Singapore’s push for a regional effort to help the countries severely hit in South-east Asia, namely Indonesia and Thailand, was reflected in a call by Prime Minister Lee Hsien Loong on Dec. 30 for an emergency summit meeting in Jakarta of the Association of South-east Asian Nations (ASEAN).
Indonesia took the heaviest blow from among the tsunami hit countries in ASEAN, with 114,000 people killed out of the over 160,000 people who died from the post-Christmas tsunami.
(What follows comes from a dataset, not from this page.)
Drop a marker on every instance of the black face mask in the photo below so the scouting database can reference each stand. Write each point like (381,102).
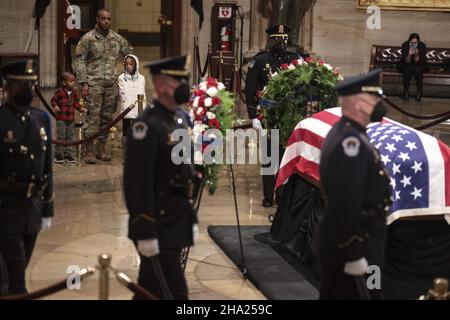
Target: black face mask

Thailand has lost 5,300 people, Malaysia lost 68 people and Burma lost 64 people.
The 10-member South-east Asian bloc also includes Brunei, Cambodia, Laos, the Philippines and Vietnam.
The other Asian countries affected by the tsunami include Sri Lanka, where over 31,000 people died, and India, where there were close to 10,000 victims.
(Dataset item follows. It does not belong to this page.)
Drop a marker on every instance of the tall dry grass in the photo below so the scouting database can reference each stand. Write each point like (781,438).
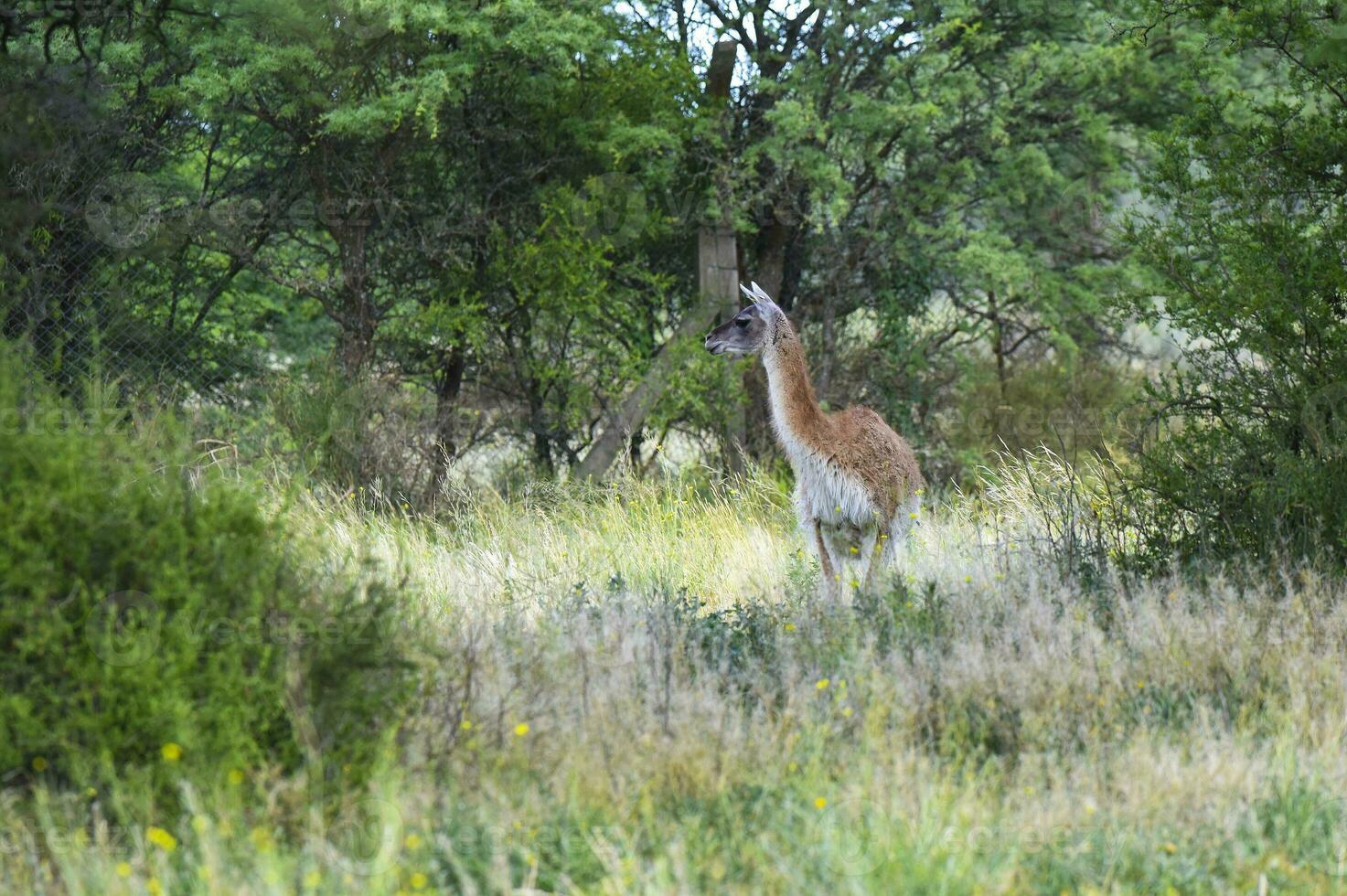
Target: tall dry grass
(636,690)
The need to single out Singapore’s small but significant contribution to help the relief effort for the tsunami victims is with reason.
U.N. officials are worried that the unprecedented amount of aid flowing from the world’s richest countries to help the estimated five million people displaced by the tsunami may undermine aid needed to help the 1.2 billion people living on less than one U.S. dollar a day.
On Tuesday, U.N. officials drove home that point during the launch here of a report, ‘Investing in Development: A Practical Plan to Achieve the Millennium Development Goals’.
“We don’t want donor interest in fighting poverty in Africa, for example, to be washed away by the Asian tsunami,” Joana Merlin-Scholtes, U.N. resident co-ordinator in Thailand, told a seminar at the local launch of the U.N. study.
“The big hearted global response from governments, the rich and the poor alike, gives us hope that our global village can and will achieve the U.N. Millennium Development Goals,” added Lee, the co-author of report.
Two weeks after the tsunami struck, Western donors, including Australia, Germany and the United States, had pledged money for relief that exceeded by five times the amount the United Nations had estimated for the initial emergency assistance.
By Jan. 7, the amount pledged stood at five billion U.S. dollars, far in excess of the amount of 977 million dollars U.N. Secretary General Kofi Annan had appealed for urgent tsunami relief at the Jakarta donors’ meeting.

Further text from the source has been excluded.